Cette semaine, notre reporter Lucien a rencontré l’artiste argentin Ernesto Riveiro, actuellement exposé à la galerie Pascaline Mulliez. Autodidacte, ce libre penseur de la peinture crée des toiles où se dévoile un univers singulier et inclassable, un tumulte de formes et de couleurs propice à la contemplation.

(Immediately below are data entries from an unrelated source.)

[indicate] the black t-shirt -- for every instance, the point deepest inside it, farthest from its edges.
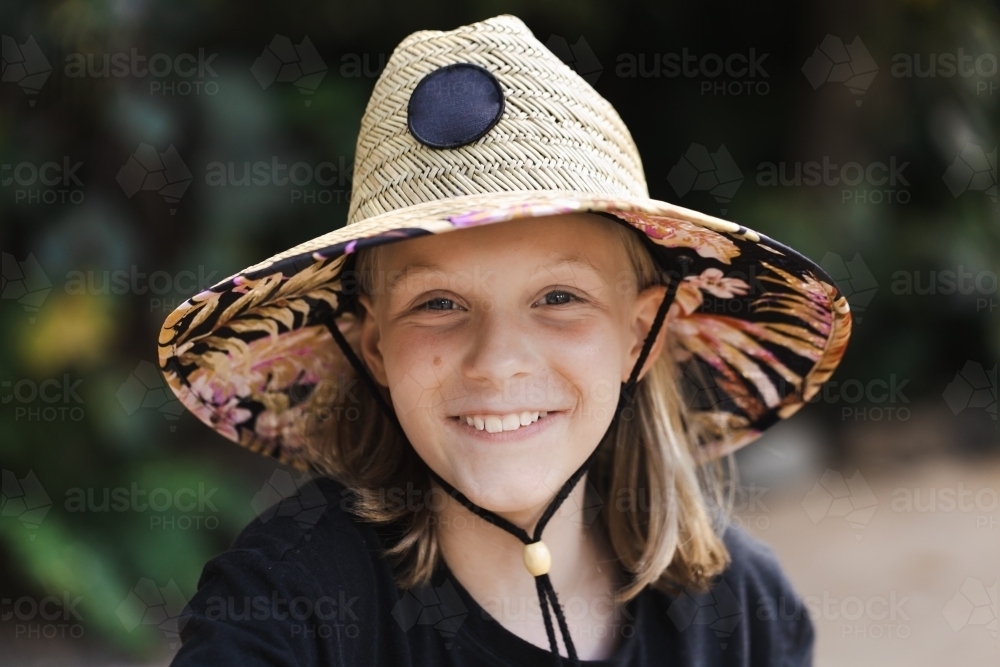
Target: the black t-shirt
(306, 584)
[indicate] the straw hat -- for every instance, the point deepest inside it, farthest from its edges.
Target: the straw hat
(476, 126)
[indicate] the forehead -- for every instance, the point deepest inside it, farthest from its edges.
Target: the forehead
(564, 242)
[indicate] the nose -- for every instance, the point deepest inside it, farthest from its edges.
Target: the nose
(502, 347)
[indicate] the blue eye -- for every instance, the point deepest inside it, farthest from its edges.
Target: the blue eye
(561, 297)
(429, 304)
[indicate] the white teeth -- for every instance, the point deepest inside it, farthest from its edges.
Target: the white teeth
(499, 423)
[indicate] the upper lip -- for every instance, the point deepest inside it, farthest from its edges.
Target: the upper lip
(494, 411)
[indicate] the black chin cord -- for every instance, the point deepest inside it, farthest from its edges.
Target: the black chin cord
(536, 555)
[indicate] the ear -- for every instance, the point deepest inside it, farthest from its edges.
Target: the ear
(371, 339)
(647, 302)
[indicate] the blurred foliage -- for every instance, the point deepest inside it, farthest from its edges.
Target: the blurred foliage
(100, 336)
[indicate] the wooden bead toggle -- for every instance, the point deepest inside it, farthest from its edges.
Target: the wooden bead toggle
(537, 558)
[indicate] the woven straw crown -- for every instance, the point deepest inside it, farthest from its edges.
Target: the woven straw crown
(556, 133)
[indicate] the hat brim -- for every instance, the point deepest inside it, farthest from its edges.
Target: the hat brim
(758, 327)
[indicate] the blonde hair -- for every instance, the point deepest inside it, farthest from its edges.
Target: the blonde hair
(660, 510)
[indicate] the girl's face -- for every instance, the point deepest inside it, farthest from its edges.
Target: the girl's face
(501, 324)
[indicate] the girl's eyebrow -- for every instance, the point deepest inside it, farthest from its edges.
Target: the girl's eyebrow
(556, 261)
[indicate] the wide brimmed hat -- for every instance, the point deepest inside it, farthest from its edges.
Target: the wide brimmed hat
(477, 126)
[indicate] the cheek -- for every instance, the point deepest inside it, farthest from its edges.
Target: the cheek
(416, 369)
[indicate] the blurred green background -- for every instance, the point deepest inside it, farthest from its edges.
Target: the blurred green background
(122, 193)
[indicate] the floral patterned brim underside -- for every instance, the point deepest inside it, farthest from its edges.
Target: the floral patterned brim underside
(757, 326)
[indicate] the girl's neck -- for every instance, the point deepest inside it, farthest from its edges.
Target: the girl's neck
(488, 562)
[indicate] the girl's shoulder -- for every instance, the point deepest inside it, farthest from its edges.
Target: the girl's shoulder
(303, 583)
(751, 614)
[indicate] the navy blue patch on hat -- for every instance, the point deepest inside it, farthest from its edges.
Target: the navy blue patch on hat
(454, 105)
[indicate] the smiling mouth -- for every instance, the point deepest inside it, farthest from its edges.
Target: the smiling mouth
(492, 423)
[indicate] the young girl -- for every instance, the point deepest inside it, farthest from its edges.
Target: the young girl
(513, 376)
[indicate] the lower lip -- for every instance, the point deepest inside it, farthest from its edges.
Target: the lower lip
(521, 433)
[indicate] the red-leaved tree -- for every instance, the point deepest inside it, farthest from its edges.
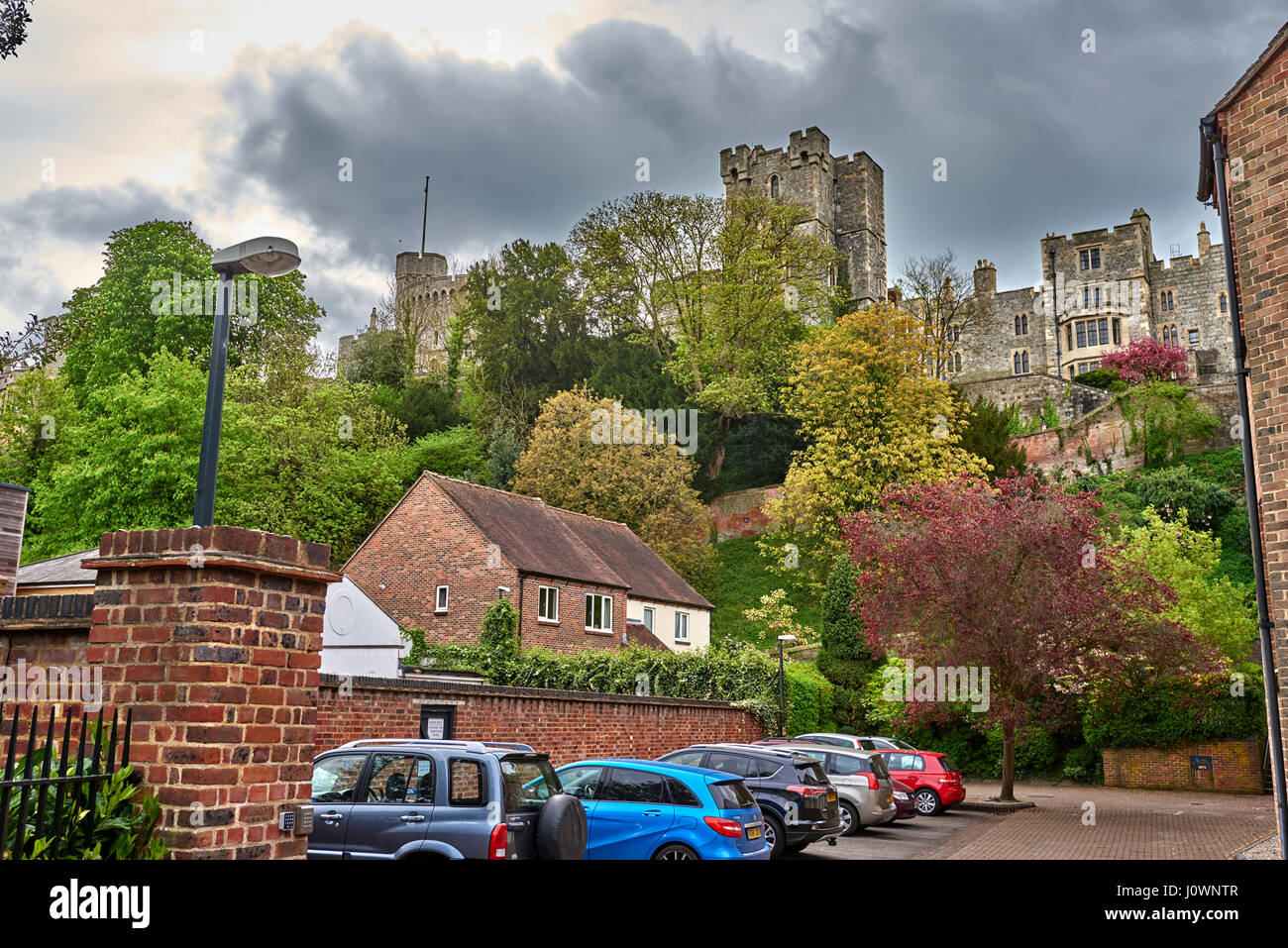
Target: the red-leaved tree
(1147, 360)
(1019, 579)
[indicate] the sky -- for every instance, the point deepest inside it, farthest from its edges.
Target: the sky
(243, 116)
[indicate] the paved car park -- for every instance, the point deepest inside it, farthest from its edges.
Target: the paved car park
(1127, 824)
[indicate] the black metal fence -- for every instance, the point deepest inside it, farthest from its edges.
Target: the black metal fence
(56, 794)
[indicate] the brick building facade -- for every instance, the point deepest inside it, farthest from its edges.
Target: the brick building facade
(1252, 123)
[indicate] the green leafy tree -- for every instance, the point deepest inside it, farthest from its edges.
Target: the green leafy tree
(132, 312)
(1212, 607)
(647, 485)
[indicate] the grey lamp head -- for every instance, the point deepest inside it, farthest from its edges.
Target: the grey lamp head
(268, 257)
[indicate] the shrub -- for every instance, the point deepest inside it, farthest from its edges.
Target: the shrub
(1168, 489)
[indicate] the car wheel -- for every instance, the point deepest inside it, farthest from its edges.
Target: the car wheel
(927, 802)
(850, 822)
(776, 836)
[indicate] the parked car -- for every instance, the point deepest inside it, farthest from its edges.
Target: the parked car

Vous êtes d’origine argentine, mais vous vivez et travaillez en France depuis les années 70. Pourriez-vous nous en dire un peu plus sur votre parcours ?
Mon parcours a été un peu chaotique, tant au niveau personnel qu’à celui de ma formation. J’ai quitté l’Argentine à 23 ans, je suis donc arrivé en France assez jeune. J’avais déjà une activité artistique à Buenos Aires, mais j’ai dû l’interrompre un temps à cause de l’exil et des complications qui y étaient liées. Ma famille n’acceptait pas mon désir de me consacrer à l’art, et j’ai suivi un cursus d’études scientifiques, tout en m’initiant à l’art tout seul, en parallèle. Enfin je dis « tout seul », mais on reçoit toujours un enseignement des autres : le simple fait de regarder un tableau est en lui-même un enseignement. J’ai bien fréquenté ponctuellement des ateliers à Paris, mais je me considère comme un autodidacte.
Cependant, bien que mon parcours ait été accidenté, il a été très déterminé ; j’ai toujours gardé avec mon travail une relation sans faille, sans coupure. Quoi qu’il me soit arrivé, j’ai toujours traité la pratique de mon art comme un besoin, et ma vie a été orientée vers cette pratique ; tout le reste passait au second plan.

 

Y a-t-il des artistes qui vous ont particulièrement influencé, ou un courant pictural auquel vous vous identifiez ?
Je dirais que je me situe dans mon propre courant. Cela ne signifie pas que je n’ai pas regardé le travail des autres, étant donné que je me suis formé comme ça ; même si je n’allais pas à l’école, je regardais et copiais beaucoup de tableaux, et je reconnais avoir beaucoup d’influences. En fait, tout le monde m’a influencé, chaque tableau que j’ai regardé a laissé des traces, des indications de choses profitables ou de choses à ne pas faire. Mais je ne m’identifie pas à telle ou telle école.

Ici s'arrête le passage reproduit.